Since the immediate cause of discomfort with peptic ulcers is overproduction of acid, medical treatment has focused on suppression of acid production. The commonest acid-suppressing drugs are called H2-blockers, e.g. cimetidine (Tagamet). However, ulcers treated solely by this method recur in 50 to 80 per cent of cases and many people must continue maintenance therapy for years. Medications are also prescribed which protect the mucous lining from acid. Also, many antacids are available without prescription.

In the early 1980s two Australian researchers, Barry Marshall and Robin Warren, discovered the spiral-shaped H. Pylori bacterium in the stomach. It was present in all cases of duodenal ulcers and 80 per cent of stomach ulcers. The other 20 per cent were caused by NSAIDs. They proposed that these bacteria were the primary cause of gastritis (inflammation of stomach lining) and peptic ulcers. They proved their point dramatically. They infected themselves with the bacteria (they drank broths of H. Pylori), developed acute gastritis with nausea and vomiting, and cured themselves by taking antibiotics, which kill the bacteria.

The Australian report initiated worldwide research into the effects of H. pylori. It was shown that ulcers healed by antibiotic treatment of H. pylori did not recur in 90 per cent of cases. It is now widely accepted that H. pylori plays a major role in causing ulcers and that antibiotic treatment cures peptic ulcers. The most effective treatment is a two-week tripleantibiotic therapy.

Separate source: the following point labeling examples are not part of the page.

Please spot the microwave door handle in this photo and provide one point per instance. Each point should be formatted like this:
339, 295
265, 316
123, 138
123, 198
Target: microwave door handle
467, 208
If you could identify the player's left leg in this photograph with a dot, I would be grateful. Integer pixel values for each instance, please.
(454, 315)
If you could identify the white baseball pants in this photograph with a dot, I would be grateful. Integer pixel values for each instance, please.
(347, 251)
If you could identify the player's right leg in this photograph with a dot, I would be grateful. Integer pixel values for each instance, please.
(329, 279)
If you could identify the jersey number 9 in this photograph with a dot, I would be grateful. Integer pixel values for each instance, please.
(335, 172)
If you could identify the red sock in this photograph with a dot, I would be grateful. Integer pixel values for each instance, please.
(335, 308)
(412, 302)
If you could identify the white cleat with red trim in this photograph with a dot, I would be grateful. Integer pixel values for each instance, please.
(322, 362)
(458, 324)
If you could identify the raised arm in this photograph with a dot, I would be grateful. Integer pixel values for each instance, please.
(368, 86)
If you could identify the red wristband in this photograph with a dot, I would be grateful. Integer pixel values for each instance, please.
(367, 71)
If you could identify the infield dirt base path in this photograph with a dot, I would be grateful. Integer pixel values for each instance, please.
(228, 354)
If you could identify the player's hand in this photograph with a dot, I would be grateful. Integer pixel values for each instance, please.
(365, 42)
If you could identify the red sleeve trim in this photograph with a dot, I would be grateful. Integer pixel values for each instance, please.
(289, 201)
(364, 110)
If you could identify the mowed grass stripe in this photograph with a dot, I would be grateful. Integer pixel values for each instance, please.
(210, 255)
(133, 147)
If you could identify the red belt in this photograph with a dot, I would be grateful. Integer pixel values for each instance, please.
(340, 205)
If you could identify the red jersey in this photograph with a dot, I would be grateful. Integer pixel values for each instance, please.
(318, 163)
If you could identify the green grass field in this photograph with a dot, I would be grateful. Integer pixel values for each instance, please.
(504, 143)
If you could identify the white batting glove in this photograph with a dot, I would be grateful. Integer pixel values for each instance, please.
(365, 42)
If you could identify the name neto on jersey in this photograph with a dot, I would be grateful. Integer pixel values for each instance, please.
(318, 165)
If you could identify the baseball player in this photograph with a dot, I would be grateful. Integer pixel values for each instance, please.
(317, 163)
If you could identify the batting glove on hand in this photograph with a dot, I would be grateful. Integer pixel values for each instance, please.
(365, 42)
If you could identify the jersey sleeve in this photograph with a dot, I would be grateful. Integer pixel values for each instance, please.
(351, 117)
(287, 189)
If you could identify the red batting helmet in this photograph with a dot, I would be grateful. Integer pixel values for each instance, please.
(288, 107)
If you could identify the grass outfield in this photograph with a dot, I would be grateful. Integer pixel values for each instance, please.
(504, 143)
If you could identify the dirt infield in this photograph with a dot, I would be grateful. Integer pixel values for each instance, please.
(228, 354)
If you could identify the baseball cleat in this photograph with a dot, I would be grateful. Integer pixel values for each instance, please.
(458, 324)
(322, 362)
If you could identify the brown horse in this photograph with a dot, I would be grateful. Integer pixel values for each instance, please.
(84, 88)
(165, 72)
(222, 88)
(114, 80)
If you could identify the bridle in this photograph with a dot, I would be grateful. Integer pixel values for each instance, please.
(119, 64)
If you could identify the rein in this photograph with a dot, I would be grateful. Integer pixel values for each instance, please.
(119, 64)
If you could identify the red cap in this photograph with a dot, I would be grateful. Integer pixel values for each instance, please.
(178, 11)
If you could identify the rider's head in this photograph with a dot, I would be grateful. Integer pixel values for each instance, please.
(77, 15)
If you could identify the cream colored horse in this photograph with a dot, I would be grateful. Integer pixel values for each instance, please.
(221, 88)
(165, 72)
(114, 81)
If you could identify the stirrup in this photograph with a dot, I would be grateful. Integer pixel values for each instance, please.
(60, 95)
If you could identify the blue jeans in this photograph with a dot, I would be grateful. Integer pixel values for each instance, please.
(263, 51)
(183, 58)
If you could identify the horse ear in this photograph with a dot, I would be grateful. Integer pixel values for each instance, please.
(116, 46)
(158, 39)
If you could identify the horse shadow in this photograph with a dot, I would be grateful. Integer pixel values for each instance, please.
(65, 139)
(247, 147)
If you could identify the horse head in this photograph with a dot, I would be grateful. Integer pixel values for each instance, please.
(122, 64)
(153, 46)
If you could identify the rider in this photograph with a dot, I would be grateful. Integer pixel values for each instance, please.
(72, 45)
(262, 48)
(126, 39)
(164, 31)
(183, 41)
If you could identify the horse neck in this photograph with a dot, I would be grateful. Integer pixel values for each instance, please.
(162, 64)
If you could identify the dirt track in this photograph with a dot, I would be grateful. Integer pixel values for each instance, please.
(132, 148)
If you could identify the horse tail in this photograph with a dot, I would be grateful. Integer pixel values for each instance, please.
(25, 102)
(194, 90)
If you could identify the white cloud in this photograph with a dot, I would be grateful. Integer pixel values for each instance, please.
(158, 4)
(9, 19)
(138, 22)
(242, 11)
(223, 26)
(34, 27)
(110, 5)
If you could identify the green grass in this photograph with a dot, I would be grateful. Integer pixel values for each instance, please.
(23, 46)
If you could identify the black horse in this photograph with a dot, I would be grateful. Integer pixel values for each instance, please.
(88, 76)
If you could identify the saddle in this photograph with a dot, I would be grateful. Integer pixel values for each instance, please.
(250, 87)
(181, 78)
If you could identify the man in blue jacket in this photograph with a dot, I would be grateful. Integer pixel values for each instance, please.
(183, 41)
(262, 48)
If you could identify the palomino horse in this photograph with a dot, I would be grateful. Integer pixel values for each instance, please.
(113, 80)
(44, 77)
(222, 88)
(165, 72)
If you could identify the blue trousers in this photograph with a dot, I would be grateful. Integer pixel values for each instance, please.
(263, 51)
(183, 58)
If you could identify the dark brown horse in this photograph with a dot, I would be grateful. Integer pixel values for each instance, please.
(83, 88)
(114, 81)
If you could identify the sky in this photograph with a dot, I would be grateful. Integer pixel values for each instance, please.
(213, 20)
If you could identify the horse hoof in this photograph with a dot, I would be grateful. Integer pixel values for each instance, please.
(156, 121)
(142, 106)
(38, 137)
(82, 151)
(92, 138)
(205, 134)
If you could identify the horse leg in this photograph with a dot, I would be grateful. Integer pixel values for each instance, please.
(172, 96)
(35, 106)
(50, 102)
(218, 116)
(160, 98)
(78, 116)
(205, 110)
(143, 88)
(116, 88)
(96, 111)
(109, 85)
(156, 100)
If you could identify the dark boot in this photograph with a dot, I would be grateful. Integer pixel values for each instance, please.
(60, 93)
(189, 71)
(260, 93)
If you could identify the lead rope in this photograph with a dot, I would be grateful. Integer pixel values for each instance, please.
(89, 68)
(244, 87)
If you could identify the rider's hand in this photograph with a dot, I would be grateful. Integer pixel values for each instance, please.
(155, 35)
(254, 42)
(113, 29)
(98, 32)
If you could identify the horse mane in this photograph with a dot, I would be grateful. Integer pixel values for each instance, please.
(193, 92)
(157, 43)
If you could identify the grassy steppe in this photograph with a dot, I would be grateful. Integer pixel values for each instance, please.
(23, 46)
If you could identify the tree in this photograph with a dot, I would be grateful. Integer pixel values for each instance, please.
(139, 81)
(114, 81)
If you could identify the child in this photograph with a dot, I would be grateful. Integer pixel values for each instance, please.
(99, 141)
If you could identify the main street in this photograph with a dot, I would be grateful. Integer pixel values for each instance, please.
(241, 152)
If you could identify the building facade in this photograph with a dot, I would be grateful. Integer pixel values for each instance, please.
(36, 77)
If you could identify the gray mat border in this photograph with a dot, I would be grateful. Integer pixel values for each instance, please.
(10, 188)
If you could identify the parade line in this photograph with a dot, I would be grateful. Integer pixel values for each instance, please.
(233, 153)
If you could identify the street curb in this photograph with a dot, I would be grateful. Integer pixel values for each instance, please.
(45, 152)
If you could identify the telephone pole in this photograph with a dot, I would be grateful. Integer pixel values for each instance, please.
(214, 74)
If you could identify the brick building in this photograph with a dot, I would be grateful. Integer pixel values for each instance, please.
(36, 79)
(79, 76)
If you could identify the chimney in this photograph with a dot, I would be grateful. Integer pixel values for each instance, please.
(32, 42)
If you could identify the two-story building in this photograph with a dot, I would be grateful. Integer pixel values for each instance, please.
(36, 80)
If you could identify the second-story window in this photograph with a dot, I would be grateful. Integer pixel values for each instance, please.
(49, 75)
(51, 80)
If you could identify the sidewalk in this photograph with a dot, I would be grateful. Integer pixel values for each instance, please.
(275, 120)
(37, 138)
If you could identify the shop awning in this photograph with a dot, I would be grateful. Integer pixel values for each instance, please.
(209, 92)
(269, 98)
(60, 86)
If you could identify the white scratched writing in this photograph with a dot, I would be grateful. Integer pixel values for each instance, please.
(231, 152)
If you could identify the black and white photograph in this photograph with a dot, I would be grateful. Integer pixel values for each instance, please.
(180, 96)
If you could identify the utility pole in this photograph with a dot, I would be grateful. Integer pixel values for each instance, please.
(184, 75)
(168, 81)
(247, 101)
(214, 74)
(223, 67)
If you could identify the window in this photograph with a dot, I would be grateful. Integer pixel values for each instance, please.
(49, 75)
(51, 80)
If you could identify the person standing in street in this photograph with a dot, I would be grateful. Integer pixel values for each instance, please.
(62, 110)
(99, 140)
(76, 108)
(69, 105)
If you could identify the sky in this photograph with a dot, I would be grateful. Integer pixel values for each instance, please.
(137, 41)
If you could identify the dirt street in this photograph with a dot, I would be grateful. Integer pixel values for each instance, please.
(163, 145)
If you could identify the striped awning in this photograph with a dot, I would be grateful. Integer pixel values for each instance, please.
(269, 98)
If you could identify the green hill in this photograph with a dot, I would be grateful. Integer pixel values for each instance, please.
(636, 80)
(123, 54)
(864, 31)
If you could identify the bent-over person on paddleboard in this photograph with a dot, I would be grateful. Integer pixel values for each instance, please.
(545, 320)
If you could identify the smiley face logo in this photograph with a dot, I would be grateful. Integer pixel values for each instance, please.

H. pylori can live in the stomach because it secretes an enzyme (urease) which neutralises acid. The bacterium can tunnel through the mucous layer. It produces chemicals which weaken mucus and make the stomach susceptible to damage from acid and pepsin. H. pylori can attach to stomach cells, cause inflammation, and stimulate the stomach to produce extra acid. Excess acid can also cause inflammation of the end of the duodenum that may develop into an ulcer.

It is essential to have a suspected ulcer accurately diagnosed before treatment is commenced. Diagnosis can be performed by X-ray examination or endoscopy, and by testing for H. pylori. Sometimes a suspected ulcer will turn out to be dyspepsia - persistent discomfort in the upper abdomen, including burning, nausea and bloating. Also, if diagnosis reveals an NSAID-induced ulcer, the treatment indicated is completely different from that appropriate to an H. pylori-related ulcer.

Infection with H. pylori spreads by the faecaloral route, usually in childhood, and lasts a lifetime. However, only a small number develop symptoms/problems related to the infection.

The recent discovery regarding H. pylori is a dramatic breakthrough. However, there are reports that many doctors continue to rely exclusively on acid-suppression when treating peptic ulcers. If you suspect you have an ulcer you can insist on an H. pylori test, and the antibiotic treatment if the test is positive, unless there are compelling medical reasons why this treatment is inappropriate in your case.